Turnstiles -- Billy Joel

Anyone that knows me knows that I have a never-ending love affair with New York City.  Manhattan, Brooklyn, Queens, The Bronx, Staten Island--I love 'em all, the Five Boroughs, even if I've been to two of them less than a handful of times.  As the summer sets in Los Angeles and I reflect on the first year out of the last 7 that I have not been back to my past-life native New York, I suddenly find myself in a head and heart swell of emotion about the Big Apple.  The best thing I can do to remedy the situation, at least right now, is wrap myself in music that for me, is evocative of a time in New York that people either love or hate: the 1970s.  This Gem Of A Jam entry I give you Billy Joel's "Turnstiles."  

In 1976 New York was in a dire state--a depression of sorts, if you will.  Actually, the country was, in a way--you would be too if you were turning 200 years old, ringing in your bicentennial.  Times Square was filled with sex shops, porn theaters, hustlers, hookers, and hobos.  Heroin addicts hung around the infamous Needle Park.  "A Chorus Line" was the new hit on Broadway, "The Wiz" still "easin' on down the road" and "Chicago" was "rouging its knees" with two Broadway legends, Chita Rivera and Gwen Verdon.  What I'm trying to say is amidst the slum, some of the best art was still being created in this Metropolis.  

Born in The Bronx in 1949 to a classical pianist father, Billy decided to pursue a career in music after seeing The Beatles on the Ed Sullivan Show.  He had been reluctantly taking piano lessons since he was a child.  After a few band stints, he signed with Columbia Records in 1972 and had success with his first 3 albums, most notably with "Piano Man."  But it wasn't until he returned to NYC after being away for 3 years in Los Angeles that his musical renaissance truly began.  "Turnstiles" would begin a series of albums from 1976 forward that would be milestones in the American Pop Music lexicon for years to come.  Billy Joel has served as the pop with pathos piano man along with Sir Elton John, for many current artists including Sara Bareilles, Jamie Cullum, John Mayer (melodically/lyrically speaking) and Ben Folds.

The album cover has a bit of a story behind it.  Photographed in what Joel says was an abandoned subway station but what music historians have stated as the Astor Place stop on the Lexington Avenue Line, each person on the cover represents a song on the album.  Try and guess which person goes with which song!

Opening with the aptly thematic "Say Goodbye To Hollywood," this throwback to The Ronettes has Billy kissing off what he would later consider 3 wasted years in L.A. "Movin' on is a chance you have to take anytime you try to stay together; Say a word out of line and you find that friends you had are gone forever."  True songwriting never sounded so good.  Bette Midler would later cover this song in a similar version on her 1977 album "Broken Blossoms."

My personal favorite, and one of the greatest songs ever to capture a feeling is "New York State Of Mind."    It has since become a standard, being covered by the likes of Shirley Bassey, Frank Sinatra, and Tony Bennett.  As I stated in the intro, I've caught the I-Miss-New-York-Blues and this song is salve to my sorrow.  "Some folks like to get away, take a holiday from the neighborhood; Hop a flight to Miami Beach or to Hollywood.  But I'm taking a Greyhound on the Hudson River Line; I'm in a New York State of mind."  Please pass the tissues...and a bag of money because I can't afford to live there.

"I've Loved These Days" has Billy getting real with the state of New York City.  A theatrical lament to the excess that sent New York into a downward slide, Mr.
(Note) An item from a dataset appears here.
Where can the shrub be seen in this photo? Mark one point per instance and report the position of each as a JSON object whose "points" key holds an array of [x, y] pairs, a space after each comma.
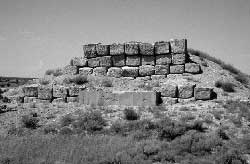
{"points": [[226, 86], [29, 121], [66, 120], [79, 80], [106, 82], [90, 121], [130, 114]]}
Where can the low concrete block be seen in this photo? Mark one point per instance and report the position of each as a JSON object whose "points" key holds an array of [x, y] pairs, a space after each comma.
{"points": [[114, 72], [192, 68], [163, 59], [177, 69], [105, 61], [146, 70], [100, 71], [169, 100], [30, 90], [94, 62], [101, 98], [161, 69], [131, 49], [130, 71], [79, 61], [118, 60], [158, 77], [60, 91], [133, 60], [70, 70], [117, 49], [102, 50], [72, 99], [74, 90], [146, 49], [45, 92], [202, 93], [147, 60], [178, 45], [186, 91], [162, 47], [169, 90], [178, 58], [29, 99], [85, 71], [89, 50]]}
Joel gets it just right: "We drown our doubts in dry champagne and soothe our souls with fine cocaine; I don't know why I even care, we'll get so high and get nowhere; We'll have to change our jaded ways, but I've loved these days."  The excess wouldn't end until Giuliani came in to overhaul the urban decay to a degree so extreme, New York is now a corporate playground.
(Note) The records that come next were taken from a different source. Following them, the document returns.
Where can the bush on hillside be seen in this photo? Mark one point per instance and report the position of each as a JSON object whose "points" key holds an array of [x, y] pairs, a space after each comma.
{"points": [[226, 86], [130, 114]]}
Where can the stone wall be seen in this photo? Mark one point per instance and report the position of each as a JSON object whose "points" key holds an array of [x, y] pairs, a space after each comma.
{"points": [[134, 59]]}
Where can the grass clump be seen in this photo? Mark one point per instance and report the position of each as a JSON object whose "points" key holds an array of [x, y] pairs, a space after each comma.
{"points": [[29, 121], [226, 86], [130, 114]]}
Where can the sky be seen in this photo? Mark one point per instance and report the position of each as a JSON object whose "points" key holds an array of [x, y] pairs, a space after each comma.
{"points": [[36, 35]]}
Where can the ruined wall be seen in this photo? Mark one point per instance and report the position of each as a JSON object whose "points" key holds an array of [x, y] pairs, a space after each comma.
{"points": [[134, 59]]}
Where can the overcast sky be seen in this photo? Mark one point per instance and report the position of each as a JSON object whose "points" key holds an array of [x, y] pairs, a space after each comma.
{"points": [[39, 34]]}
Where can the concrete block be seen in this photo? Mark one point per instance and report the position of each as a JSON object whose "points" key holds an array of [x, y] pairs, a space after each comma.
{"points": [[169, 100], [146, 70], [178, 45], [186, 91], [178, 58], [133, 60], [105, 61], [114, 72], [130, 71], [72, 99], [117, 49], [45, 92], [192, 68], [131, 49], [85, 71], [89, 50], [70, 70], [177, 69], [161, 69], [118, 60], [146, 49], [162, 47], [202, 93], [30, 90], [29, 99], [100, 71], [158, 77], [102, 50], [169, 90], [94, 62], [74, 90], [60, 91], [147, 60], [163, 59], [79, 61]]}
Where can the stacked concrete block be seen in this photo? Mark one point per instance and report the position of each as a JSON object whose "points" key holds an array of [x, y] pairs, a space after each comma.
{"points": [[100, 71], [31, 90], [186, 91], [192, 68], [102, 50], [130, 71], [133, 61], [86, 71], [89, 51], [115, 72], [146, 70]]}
Closing the album is "Miami 2017 (Seen The Lights Go Out On Broadway)" a rather prophetic song about the state that New York was headed in.  And wouldn't you know it, in many ways this song is the Orwellian 1984 of New York in sonic form.  "You know those lights were bright on Broadway; That was so many years ago, before we all lived here in Florida, before the Mafia took over Mexico.  There are not many who remember; They say a handful still survive to tell the world about the way the lights went out, and keep the memory alive."  #Truth.

Though this 8-song set seems brief, start to finish it is a wonderful love letter to my favorite American city and one of the most resilient cities in the world--New York City.  I <3 NY.  This album was released just before what is considered Joel's breakthrough album "The Stranger," but that album is for another day and another entry.  For now, enjoy this Gem Of A Jam, "Turnstiles."  If I can't get to New York this year, at least I can live in  "New York State Of Mind."